Abstract Abstract #207 BACKGROUND. Pure tubular carcinoma (PTC) is a favourable histologic subtype of breast cancer with a low rate of lymph node involvement. This study was initiated to assess the sentinel lymph node (SLN) detection rate and the rate of axillary involvement.
 METHODS. Inclusion criteria were a PTC (tubular component >90%) core biopsy diagnosed breast cancer smaller than 20 mm, and a homolateral clinically axilla free of nodal involvement. Patients underwent a SLND alone or with an Axillary level I-II Lymphadenectomy (AL). An AL was performed in the case of the learning curve, or in the case of SLN involvement – macrometastases, micrometastases or isolated cells - or in the case of mapping failure.

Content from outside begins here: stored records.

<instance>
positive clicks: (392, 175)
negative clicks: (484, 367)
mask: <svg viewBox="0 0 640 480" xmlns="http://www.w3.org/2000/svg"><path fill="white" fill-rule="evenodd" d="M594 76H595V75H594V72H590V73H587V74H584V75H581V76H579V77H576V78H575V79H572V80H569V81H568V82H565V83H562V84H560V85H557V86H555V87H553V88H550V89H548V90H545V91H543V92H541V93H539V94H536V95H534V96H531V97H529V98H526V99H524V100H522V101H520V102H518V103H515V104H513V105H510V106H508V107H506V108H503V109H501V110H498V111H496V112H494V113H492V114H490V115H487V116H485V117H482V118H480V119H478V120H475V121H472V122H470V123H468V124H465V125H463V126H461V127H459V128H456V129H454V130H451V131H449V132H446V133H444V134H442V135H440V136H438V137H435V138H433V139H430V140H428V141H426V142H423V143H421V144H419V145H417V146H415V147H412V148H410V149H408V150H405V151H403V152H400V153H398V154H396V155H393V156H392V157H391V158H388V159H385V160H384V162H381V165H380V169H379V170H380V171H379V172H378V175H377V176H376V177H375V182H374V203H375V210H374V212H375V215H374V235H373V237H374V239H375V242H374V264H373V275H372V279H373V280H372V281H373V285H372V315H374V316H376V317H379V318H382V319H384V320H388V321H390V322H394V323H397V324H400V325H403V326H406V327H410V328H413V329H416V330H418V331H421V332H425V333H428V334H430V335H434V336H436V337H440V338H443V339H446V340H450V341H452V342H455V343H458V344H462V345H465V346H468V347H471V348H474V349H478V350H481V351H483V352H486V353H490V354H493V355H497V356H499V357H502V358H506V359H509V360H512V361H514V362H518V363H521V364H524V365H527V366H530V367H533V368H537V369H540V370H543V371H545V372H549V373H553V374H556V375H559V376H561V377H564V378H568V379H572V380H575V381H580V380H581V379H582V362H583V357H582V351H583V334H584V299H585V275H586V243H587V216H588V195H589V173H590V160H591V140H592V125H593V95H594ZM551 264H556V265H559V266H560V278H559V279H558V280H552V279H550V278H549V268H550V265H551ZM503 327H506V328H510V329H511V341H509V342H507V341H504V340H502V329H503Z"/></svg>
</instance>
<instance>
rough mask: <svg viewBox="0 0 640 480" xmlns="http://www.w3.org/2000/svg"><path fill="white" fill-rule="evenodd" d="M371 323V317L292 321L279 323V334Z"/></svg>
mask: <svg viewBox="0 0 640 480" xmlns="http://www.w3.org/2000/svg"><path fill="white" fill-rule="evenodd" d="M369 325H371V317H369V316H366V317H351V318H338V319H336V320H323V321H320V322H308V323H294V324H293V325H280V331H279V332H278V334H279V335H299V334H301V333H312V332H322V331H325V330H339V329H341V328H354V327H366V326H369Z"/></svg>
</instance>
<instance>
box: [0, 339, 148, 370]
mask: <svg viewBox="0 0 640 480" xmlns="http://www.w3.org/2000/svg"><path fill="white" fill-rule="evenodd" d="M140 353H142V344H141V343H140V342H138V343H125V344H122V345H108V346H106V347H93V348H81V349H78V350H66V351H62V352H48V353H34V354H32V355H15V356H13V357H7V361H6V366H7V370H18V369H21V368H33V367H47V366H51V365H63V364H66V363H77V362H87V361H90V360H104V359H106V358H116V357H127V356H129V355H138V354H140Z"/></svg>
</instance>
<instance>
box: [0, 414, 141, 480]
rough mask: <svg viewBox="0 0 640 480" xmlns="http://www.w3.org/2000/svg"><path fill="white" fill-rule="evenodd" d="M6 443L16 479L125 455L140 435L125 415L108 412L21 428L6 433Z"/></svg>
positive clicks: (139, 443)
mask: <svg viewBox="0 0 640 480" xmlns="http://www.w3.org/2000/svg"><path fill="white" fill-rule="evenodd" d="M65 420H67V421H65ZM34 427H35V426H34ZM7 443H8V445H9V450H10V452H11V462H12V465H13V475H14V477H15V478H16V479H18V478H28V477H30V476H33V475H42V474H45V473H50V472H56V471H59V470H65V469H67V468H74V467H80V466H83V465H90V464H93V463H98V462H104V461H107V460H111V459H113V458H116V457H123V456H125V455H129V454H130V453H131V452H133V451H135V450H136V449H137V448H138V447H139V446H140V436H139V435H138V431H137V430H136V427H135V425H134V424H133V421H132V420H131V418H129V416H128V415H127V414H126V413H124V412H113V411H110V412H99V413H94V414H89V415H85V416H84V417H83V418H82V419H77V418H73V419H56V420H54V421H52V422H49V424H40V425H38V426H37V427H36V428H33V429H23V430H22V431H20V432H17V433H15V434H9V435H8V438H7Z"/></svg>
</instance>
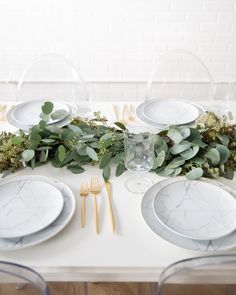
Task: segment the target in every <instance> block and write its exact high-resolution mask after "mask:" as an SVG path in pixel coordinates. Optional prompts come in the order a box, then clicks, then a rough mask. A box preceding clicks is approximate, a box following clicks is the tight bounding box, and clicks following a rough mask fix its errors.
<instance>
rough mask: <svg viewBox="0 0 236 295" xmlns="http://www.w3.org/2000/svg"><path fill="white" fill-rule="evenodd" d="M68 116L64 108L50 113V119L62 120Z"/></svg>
mask: <svg viewBox="0 0 236 295" xmlns="http://www.w3.org/2000/svg"><path fill="white" fill-rule="evenodd" d="M67 116H68V112H67V111H66V110H56V111H54V112H52V113H51V119H52V120H63V119H65V118H66V117H67Z"/></svg>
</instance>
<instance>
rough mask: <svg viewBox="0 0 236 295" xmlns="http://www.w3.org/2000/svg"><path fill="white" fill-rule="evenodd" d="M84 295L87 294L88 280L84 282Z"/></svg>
mask: <svg viewBox="0 0 236 295" xmlns="http://www.w3.org/2000/svg"><path fill="white" fill-rule="evenodd" d="M83 284H84V295H88V282H84V283H83Z"/></svg>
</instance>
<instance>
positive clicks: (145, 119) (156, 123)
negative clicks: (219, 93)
mask: <svg viewBox="0 0 236 295" xmlns="http://www.w3.org/2000/svg"><path fill="white" fill-rule="evenodd" d="M155 101H156V100H150V101H147V102H144V103H142V104H140V105H139V106H138V107H137V109H136V115H137V117H138V118H139V119H140V120H141V121H143V122H144V123H146V124H148V125H150V126H155V127H157V128H159V129H165V128H166V127H167V126H168V125H165V124H159V123H156V122H154V121H152V120H150V119H148V118H146V117H145V116H144V114H143V108H144V107H145V105H146V104H147V103H150V102H155ZM192 105H193V106H194V107H196V108H197V109H198V111H199V116H200V115H202V114H204V113H205V109H204V108H203V107H202V106H200V105H198V104H195V103H192ZM194 123H195V121H194V122H191V123H189V124H181V125H184V126H189V127H191V126H193V125H194Z"/></svg>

 RESULTS. From January 1999 to December 2006, 234 patients were selected from 9 French Comprehensive Cancer Centers. Median tumour size was 9.59 mm (1-22) . The SLN detection rate was 97.9% (229/234). The median number of SLN harvested was 2.15 (range 0-8). Respectively the frequency of macrometastasis - >2mm - was 2.6% (6/229), micrometastasis was 6.5% (15/229) and isolated cells was 0.8% (2/229). There were no false negative cases among the 24 patients with a systematic complementary axillary lymphadenectomy performed in the case of a learning curve. Axillary macrometastasis were found in non sentinel lymph nodes after completed axillary lymphadenectomy in 3 / 6 patients with macrometastasis, in 1/15 patients with micrometastasis and in 0/2 patients with isolated cells. There was no lymph node involvement for tumour size < 10mm. Pathological tumor size >10 mm was statistically correlated to the risk of axillary involvement (p=0.0223).
 CONCLUSIONS. This study confirms that in the case of PTC ≤ 20mm SLN detection is feasible and the risk of lymph node involvement very low. In the case of PTC<10 mm our series suggests that a surgical axillary evaluation, even with the SLN technique, is not warranted. Citation Information: Cancer Res 2009;69(2 Suppl):Abstract nr 207.